Python – Filtering conditions efficiently
Question:
I have this data:
df = pd.DataFrame({'date': {0: '2012-03-02', 1: '2012-04-01', 2: '2012-04-12', 3: '2012-04-14', 4: '2012-04-21', 5: '2012-05-12', 6: '2012-06-23', 7: '2012-06-25', 8: '2012-06-26', 9: '2012-06-27'},
'type': {0: 'Holiday', 1: 'Other', 2: 'Event', 3: 'Holiday', 4: 'Event', 5: 'Holiday', 6: 'Other', 7: 'Holiday', 8: 'Holiday', 9: 'Event'},
'locale': {0: 'Local', 1: 'Regional', 2: 'National', 3: 'Local', 4: 'National', 5: 'National', 6: 'National', 7: 'Regional', 8: 'Regional', 9: 'Local'}})
And this function:
def preprocess(data_input):
data = data_input.copy()
conditions = [
(data['type'] == 'Holiday') & (data.locale == 'National'),
(data['type'] == 'Holiday') & (data.locale == 'Regional'),
(data['type'] == 'Holiday') & (data.locale == 'Local')
]
values = [3,2,1]
data.loc[:,'Holiday'] = np.select(conditions, values, default=0)
conditions = [
(data['type'] == 'Event') & (data.locale == 'National'),
(data['type'] == 'Event') & (data.locale == 'Regional'),
(data['type'] == 'Event') & (data.locale == 'Local')
]
values = [3,2,1]
data.loc[:,'Events'] = np.select(conditions, values, default=0)
return(data)
When I run this function over df I will get:
preprocess(df)
Which is the expected result. However, I’m wondering about efficiency and best practices. I feel that both conditions
use too many lines of code and that they could be written more elegant and efficiently, but I can’t figure out how. I tried with np.where()
but I struggled when I found out I would have to filter the data frames in each argument.
Any suggestions?
Answers:
Overall I think your code looks fine, it’s readable and easily understandable. In terms of efficiency, you’re using boolean masks for your conditions and not committing any sort of pandas performance anti-pattern that I can see.
One major-ish pandas issue is that you have a redundant call to copy()
. This isn’t cheap, it results in Python creating a deep copy of your whole dataframe. It’s also not necessary, you can just return the modified df rather than making a new copy the whole time and returning it. This is pretty standard style in pandas, it’s why pandas operations usually look like df = df.do_a_thing()
. The new value of df
is returned via do_a_thing()
rather than modified in place. (The in_place
flag exists for a lot of methods, but it isn’t the default for a reason).
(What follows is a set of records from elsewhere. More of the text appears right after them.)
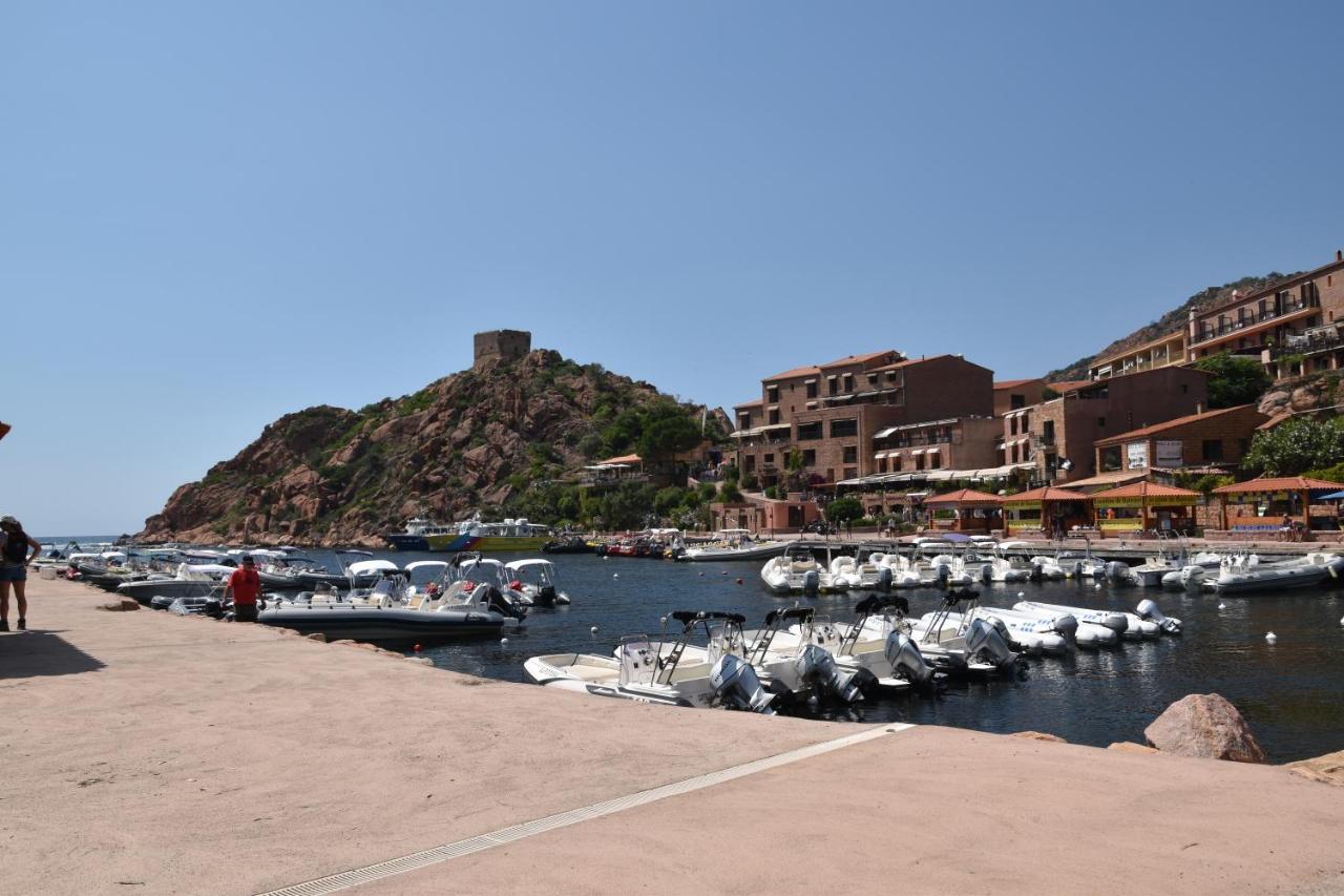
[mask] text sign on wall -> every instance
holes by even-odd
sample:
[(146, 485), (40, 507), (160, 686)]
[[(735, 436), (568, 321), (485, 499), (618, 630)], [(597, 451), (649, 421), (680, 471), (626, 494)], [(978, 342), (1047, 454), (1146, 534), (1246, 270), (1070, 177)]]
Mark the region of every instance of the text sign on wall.
[(1185, 465), (1185, 443), (1180, 439), (1161, 439), (1157, 441), (1157, 460), (1154, 467), (1183, 467)]
[(1132, 441), (1125, 445), (1125, 464), (1129, 470), (1142, 470), (1148, 465), (1148, 443)]

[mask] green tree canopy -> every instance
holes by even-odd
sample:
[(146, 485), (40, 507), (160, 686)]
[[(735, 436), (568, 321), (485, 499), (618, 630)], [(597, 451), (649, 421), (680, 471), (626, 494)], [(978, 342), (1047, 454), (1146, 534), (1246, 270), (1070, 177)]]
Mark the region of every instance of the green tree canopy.
[(863, 503), (857, 498), (836, 498), (827, 505), (827, 522), (843, 526), (853, 519), (863, 518)]
[(1208, 406), (1235, 408), (1258, 400), (1273, 385), (1265, 367), (1254, 358), (1226, 351), (1195, 362), (1208, 373)]
[(1324, 422), (1289, 420), (1267, 432), (1258, 432), (1242, 459), (1242, 465), (1250, 472), (1270, 476), (1296, 476), (1339, 463), (1344, 463), (1344, 417)]

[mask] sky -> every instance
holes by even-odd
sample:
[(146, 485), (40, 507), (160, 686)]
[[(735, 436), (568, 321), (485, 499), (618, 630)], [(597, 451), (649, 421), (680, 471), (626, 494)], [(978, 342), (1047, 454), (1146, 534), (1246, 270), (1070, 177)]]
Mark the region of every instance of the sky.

One nitpick I’d say is to be explicit when using categorical variables. Your values
variable is a categorical variable that’s derived conditionally from the dataframe, but you are treating it as a series of integers.
In terms of general software engineering, there is one clear area of improvement that I can see. Your preprocess method is duplicating code for a singular purpose. I have refactored it such that the preprocess
method takes the type_column
(e.g. ‘Holiday’ and ‘Event’) as a parameter, and applies the transformation after that. Now if you have an issue with your preprocess
logic, or want to make a change, you’ll only need to do it in one area rather than two.
df = pd.DataFrame({'date': {0: '2012-03-02', 1: '2012-04-01', 2: '2012-04-12', 3: '2012-04-14', 4: '2012-04-21', 5: '2012-05-12', 6: '2012-06-23', 7: '2012-06-25', 8: '2012-06-26', 9: '2012-06-27'},
'type': {0: 'Holiday', 1: 'Other', 2: 'Event', 3: 'Holiday', 4: 'Event', 5: 'Holiday', 6: 'Other', 7: 'Holiday', 8: 'Holiday', 9: 'Event'},
'locale': {0: 'Local', 1: 'Regional', 2: 'National', 3: 'Local', 4: 'National', 5: 'National', 6: 'National', 7: 'Regional', 8: 'Regional', 9: 'Local'}})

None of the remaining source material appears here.